The following backends are temporarily made available by `AbstractDifferentiation`

as soon as their corresponding package is loaded (thanks to weak dependencies on Julia ≥ 1.9 and Requires.jl on older Julia versions):

`AbstractDifferentiation.ReverseDiffBackend`

— Type`ReverseDiffBackend`

AD backend that uses reverse mode with ReverseDiff.jl.

To be able to use this backend, you have to load ReverseDiff.

`AbstractDifferentiation.ReverseRuleConfigBackend`

— Type`ReverseRuleConfigBackend`

AD backend that uses reverse mode with any ChainRulesCore.jl-compatible reverse-mode AD package.

Constructed with a `RuleConfig`

object:

`backend = AD.ReverseRuleConfigBackend(rc)`

On Julia >= 1.9, you have to load ChainRulesCore (possibly implicitly by loading a ChainRules-compatible AD package) to be able to use this backend.

`AbstractDifferentiation.FiniteDifferencesBackend`

— Type`FiniteDifferencesBackend{M}`

AD backend that uses forward mode with FiniteDifferences.jl.

The type parameter `M`

is the type of the method used to perform finite differences.

To be able to use this backend, you have to load FiniteDifferences.

`AbstractDifferentiation.ZygoteBackend`

— Function`ZygoteBackend()`

Create an AD backend that uses reverse mode with Zygote.jl.

It is a special case of `ReverseRuleConfigBackend`

.

To be able to use this backend, you have to load Zygote.

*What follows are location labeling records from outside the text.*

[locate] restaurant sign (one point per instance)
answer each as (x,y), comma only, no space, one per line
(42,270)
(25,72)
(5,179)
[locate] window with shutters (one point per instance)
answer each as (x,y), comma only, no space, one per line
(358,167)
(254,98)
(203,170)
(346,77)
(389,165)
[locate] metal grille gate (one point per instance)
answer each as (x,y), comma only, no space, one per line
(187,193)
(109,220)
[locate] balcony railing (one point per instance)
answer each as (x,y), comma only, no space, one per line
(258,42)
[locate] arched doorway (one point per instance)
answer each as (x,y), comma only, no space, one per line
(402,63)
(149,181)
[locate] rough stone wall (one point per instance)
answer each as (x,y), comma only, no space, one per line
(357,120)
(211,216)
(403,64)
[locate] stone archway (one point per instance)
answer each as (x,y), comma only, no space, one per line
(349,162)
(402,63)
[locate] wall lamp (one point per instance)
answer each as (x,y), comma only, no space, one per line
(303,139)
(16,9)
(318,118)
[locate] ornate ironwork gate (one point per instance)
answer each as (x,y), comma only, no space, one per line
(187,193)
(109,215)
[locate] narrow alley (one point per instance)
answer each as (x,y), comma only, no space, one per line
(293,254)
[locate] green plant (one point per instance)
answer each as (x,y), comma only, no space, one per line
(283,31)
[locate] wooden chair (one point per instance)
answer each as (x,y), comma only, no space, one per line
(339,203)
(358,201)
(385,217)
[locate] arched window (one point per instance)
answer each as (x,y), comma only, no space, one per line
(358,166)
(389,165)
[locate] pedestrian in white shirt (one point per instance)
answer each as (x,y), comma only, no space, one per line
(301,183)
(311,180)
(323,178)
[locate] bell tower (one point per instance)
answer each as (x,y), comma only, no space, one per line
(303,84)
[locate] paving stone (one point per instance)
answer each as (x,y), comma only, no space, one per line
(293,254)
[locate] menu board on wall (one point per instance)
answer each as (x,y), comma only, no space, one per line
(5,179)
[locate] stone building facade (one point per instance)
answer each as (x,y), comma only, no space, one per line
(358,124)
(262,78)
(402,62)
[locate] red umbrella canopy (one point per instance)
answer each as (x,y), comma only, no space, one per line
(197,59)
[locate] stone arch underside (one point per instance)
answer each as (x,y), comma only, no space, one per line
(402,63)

`AbstractDifferentiation.ForwardDiffBackend`

— Type`ForwardDiffBackend{CS}`

AD backend that uses forward mode with ForwardDiff.jl.

The type parameter `CS`

denotes the chunk size of the differentiation algorithm. If it is `Nothing`

, then ForwardiffDiff uses a heuristic to set the chunk size based on the input.

See also: ForwardDiff.jl: Configuring Chunk Size

To be able to use this backend, you have to load ForwardDiff.

`AbstractDifferentiation.TrackerBackend`

— Type`TrackerBackend`

AD backend that uses reverse mode with Tracker.jl.

To be able to use this backend, you have to load Tracker.

In the long term, these backend objects (and many more) will be defined within their respective packages to enforce the `AbstractDifferentiation`

interface. This is already the case for:

`Diffractor.DiffractorForwardBackend()`

for Diffractor.jl in forward mode

For higher order derivatives, you can build higher order backends using `AD.HigherOrderBackend`

.

`AbstractDifferentiation.HigherOrderBackend`

— Type`AD.HigherOrderBackend{B}`

Let `ab_f`

be a forward-mode automatic differentiation backend and let `ab_r`

be a reverse-mode automatic differentiation backend. To construct a higher order backend for doing forward-over-reverse-mode automatic differentiation, use `AD.HigherOrderBackend((ab_f, ab_r))`

. To construct a higher order backend for doing reverse-over-forward-mode automatic differentiation, use `AD.HigherOrderBackend((ab_r, ab_f))`

.

**Fields**

`backends::B`

## Derivatives

The following list of functions can be used to request the derivative, gradient, Jacobian, second derivative or Hessian without the function value.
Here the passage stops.